Michel came along. 70, walking all the way from Le Puy. After one horrified look, he adjusted my backpack – much better. Then he gave me some tips on using walking sticks. He walks in an absolutely slow, steady regular rhythm, never breaking stride. French style he speaks loudly in your face if he thinks you don’t understand. But is so good-natured you can’t help but smile. He is one of the gems of this experience. In a day I’ve grown very fond of him. In the last kilometre who should catch up but Tony, the Australian from the train! I took one look at his pack and told him he needed to meet Michel! Who, as it turned out, was in front of the auberge as we arrived.

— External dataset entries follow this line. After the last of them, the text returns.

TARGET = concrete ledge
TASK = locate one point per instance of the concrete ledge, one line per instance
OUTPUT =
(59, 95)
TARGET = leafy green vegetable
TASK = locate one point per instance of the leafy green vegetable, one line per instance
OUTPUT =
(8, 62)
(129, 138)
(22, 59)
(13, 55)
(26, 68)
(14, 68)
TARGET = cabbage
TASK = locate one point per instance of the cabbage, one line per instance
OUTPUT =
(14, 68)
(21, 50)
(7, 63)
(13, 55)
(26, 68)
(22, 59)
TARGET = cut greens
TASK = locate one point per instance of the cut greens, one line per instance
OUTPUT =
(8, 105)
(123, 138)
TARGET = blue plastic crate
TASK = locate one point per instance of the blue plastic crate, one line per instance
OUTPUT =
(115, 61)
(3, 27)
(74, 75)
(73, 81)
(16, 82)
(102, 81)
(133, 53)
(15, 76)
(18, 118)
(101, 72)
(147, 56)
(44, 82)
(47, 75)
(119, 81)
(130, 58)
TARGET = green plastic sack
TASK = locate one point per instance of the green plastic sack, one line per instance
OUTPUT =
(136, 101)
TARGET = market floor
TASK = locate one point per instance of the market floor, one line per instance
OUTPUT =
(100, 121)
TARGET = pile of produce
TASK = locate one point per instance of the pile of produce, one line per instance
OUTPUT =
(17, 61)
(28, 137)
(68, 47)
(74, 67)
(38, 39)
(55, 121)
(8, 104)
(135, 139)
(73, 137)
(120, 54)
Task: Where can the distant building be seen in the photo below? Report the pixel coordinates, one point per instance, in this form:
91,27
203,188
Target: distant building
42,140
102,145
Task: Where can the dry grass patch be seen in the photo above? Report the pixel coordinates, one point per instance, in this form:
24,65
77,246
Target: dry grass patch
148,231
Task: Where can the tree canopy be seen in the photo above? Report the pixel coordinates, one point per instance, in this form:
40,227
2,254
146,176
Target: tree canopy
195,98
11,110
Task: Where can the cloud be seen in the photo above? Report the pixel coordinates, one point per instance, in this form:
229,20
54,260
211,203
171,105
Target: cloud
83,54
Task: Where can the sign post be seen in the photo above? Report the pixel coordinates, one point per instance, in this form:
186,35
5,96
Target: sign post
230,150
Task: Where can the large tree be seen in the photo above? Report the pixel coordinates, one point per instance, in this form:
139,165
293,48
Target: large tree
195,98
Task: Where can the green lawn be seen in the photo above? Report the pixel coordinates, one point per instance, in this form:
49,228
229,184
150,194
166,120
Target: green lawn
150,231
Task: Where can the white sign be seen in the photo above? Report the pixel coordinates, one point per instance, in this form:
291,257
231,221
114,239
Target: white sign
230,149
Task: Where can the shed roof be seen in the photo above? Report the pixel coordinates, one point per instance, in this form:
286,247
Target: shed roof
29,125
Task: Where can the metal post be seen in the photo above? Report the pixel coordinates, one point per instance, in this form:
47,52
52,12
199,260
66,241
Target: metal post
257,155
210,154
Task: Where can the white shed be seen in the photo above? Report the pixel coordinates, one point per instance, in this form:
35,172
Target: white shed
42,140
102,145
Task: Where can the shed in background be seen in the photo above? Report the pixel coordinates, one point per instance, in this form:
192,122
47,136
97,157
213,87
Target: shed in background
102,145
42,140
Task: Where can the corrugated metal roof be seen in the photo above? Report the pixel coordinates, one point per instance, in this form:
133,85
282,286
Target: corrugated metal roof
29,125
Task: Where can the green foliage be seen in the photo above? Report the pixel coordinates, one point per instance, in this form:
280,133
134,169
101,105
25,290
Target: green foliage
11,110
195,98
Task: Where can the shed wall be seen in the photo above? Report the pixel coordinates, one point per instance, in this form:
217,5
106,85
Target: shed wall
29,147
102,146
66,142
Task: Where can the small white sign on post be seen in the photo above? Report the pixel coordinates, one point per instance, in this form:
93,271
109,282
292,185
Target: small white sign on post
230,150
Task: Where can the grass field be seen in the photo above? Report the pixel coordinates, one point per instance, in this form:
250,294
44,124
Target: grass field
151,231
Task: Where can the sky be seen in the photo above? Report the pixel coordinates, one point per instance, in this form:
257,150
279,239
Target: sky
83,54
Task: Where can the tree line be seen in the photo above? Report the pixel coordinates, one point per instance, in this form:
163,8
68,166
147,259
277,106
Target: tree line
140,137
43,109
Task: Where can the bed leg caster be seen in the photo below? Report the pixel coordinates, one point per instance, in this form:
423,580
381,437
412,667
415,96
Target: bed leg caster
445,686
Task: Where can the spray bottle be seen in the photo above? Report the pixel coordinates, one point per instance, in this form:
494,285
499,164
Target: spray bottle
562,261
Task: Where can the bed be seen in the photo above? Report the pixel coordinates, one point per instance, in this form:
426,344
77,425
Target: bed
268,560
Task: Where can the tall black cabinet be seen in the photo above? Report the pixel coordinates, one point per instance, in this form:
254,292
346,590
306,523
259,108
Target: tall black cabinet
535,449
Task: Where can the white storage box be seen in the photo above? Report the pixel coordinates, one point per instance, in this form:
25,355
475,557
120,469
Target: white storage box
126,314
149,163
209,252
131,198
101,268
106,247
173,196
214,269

Orisson is a 16 bed & 8 tent hostel where the price includes a communal dinner and breakfast. Due to a mixup they had our reservations for last night, and they were not pleased because they had turned folks away when we didn’t turn up. Luckily, even though today there was no space inside for us,  there was a tent.

Our tent at Orisson

Our tent at Orisson

After the crowds in SJPDP the smaller number is intimate and less frenetic. The only other US Americans are a couple from Florida. Maria is a very calm person who is originally from Venezuela (and strongly reminds me of Leyli). I met her yesterday in the Pilgrim office, and was happy to see her again. Jim is a retired art history director for a museum. Other nationalities: Italian, Irish, Austrian, Australian, German, Dutch, Russian, Brazilian, French. Mostly French. The dinner – soup, lamb and beans, wine, gateau basque – (Maria’s site includes pictures of what she eats each day. I’ll get it and link so you can see what kind of things I am eating) – was delicious, the conversation lively and warm. Afterwards Michel stood and introduced himself, and we all followed suit. It was only upon leaving the dining room that I realized it was pouring, and only after I crawled into the tent did I remember my towel and turtleneck drying on the line. (Composing this in the tent – where I am warm and dry – on my lovely little Nokia E63)

21 Sep 2009

 Posted by at 7:17 am

  One Response to “Day 1 – St Jean Pied de Port à Orisson ~ 10k”

  1. Hi Jeanne,

    It was so nice meeting you last Sunday on our Camino Walk at the Locks – I am so enjoying reading about your travels during my lunch hours – you are an excellent story teller!